The Payment Services Regulations 2009 protect you if you're the victim of card fraud. They place legal requirements on your bank and establish your rights to a refund
The Payment Services Regulations
The Payment Services Regulations 2009 (the "Regulations") set out the rules relating to all 'payment services' including the services provided by banks, building societies and debit card providers.
The Regulations also outline what consumers can expect their bank to do if there has been unauthorised use of their account details or their debit cards.
The principles in the Regulations are reflected in the Financial Conduct Authority handbook called Banking: Conduct of Business and Sourcebook (BCOBS)
This is a handbook that sets out the rules that all service providers (including banks, building societies and card providers) must follow.
The Regulations set out what payment service providers must do if there has been unauthorised or fraudulent activity on your account.
Subject to the exceptions noted in this guide, you should be able to get your money back as long as your provider can't prove that you hadn't taken reasonable steps to keep your card or account information secure.
Lost or stolen debit card
If your debit card is lost or stolen and then used to buy something, and you report the unauthorised transactions without undue delay, your debit card provider should refund you immediately.
However this is subject to the following exceptions:
- If your debit card provider can show that you failed to take reasonable steps to protect your security features (e.g. your PIN), then it can make a £50 deduction from any refund it pays to you
- If your debit card provider can show that you acted fraudulently, it can refuse to give you a refund
- If it can show you were grossly negligent in not taking reasonable care of your card's security features (e.g. your PIN), your card provider would have grounds to refuse to refund any of the sum disputed - except where the card or card details were used to make a distance contract under the Consumer Contracts Regulations (e.g. online or on the phone)

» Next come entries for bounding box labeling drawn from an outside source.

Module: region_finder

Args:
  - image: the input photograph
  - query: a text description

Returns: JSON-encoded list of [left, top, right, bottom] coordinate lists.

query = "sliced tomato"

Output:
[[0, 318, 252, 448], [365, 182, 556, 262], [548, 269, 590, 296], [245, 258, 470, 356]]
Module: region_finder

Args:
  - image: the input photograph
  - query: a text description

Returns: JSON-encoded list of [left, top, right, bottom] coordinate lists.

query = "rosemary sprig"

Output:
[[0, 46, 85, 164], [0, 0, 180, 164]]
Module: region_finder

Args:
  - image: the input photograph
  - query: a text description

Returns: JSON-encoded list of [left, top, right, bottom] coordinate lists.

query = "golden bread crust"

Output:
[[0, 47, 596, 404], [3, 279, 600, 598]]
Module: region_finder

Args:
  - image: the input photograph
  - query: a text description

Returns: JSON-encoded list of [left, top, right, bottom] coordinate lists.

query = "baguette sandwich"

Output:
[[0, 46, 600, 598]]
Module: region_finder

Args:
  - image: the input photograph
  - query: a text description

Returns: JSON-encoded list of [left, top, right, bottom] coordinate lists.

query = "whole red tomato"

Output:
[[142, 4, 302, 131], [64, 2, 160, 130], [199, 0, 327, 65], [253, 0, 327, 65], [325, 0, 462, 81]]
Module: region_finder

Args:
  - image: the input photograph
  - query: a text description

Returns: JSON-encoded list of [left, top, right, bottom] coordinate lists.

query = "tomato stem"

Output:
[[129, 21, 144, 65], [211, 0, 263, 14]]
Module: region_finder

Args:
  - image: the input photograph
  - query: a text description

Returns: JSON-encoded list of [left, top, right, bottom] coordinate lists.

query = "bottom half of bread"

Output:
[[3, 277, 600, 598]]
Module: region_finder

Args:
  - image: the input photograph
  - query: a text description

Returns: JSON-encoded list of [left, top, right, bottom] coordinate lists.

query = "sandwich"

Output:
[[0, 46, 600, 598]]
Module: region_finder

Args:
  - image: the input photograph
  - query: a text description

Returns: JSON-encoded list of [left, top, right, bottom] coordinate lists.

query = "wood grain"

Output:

However, your debit card provider can't make any deduction or refuse to refund you if the disputed transaction was made after you had reported the card lost or stolen.
If the unauthorised payment(s) caused you to incur interest or any other charges (such as an overdraft fee, for example), your debit card provider must also refund those charges so that you are in the position you would have been in if the unauthorised payment had not taken place.
These provisions don't apply to credit cards as the Consumer Credit Act 1974 already sets out rules that apply to credit cards.
The Consumer Credit Act says that if your credit card is lost or stolen and used without your consent, the most you should be responsible for is the first £50 of any unauthorised transactions made before you reported the card missing.
Unauthorised debit card transactions
The Regulations can also help if there is a transaction on your card that you know nothing about.
If your debit card has not been lost or stolen and someone else uses the card details to buy something (for example if a card is cloned or someone uses details you gave to a retailer when buying an item over the phone or online), then the Regulations mean you should be refunded in full as long as your report the unauthorised transaction promptly.
The Regulations treat unauthorised card usage the same as they do lost or stolen cards. As outlined above, if your provider can show that you hadn't taken reasonable steps to protect the security of your card (i.e. your PIN or online security details) you could be liable for the first £50 of any loss you incur.
And if your provider can show that you acted fraudulently, you won't be entitled to any refund.
As with lost or stolen cards, if you were grossly negligent, then the service provider can refuse to credit any money back to you - except where your card or account details were used to enter into a distance contract under the Consumer Contracts Regulations.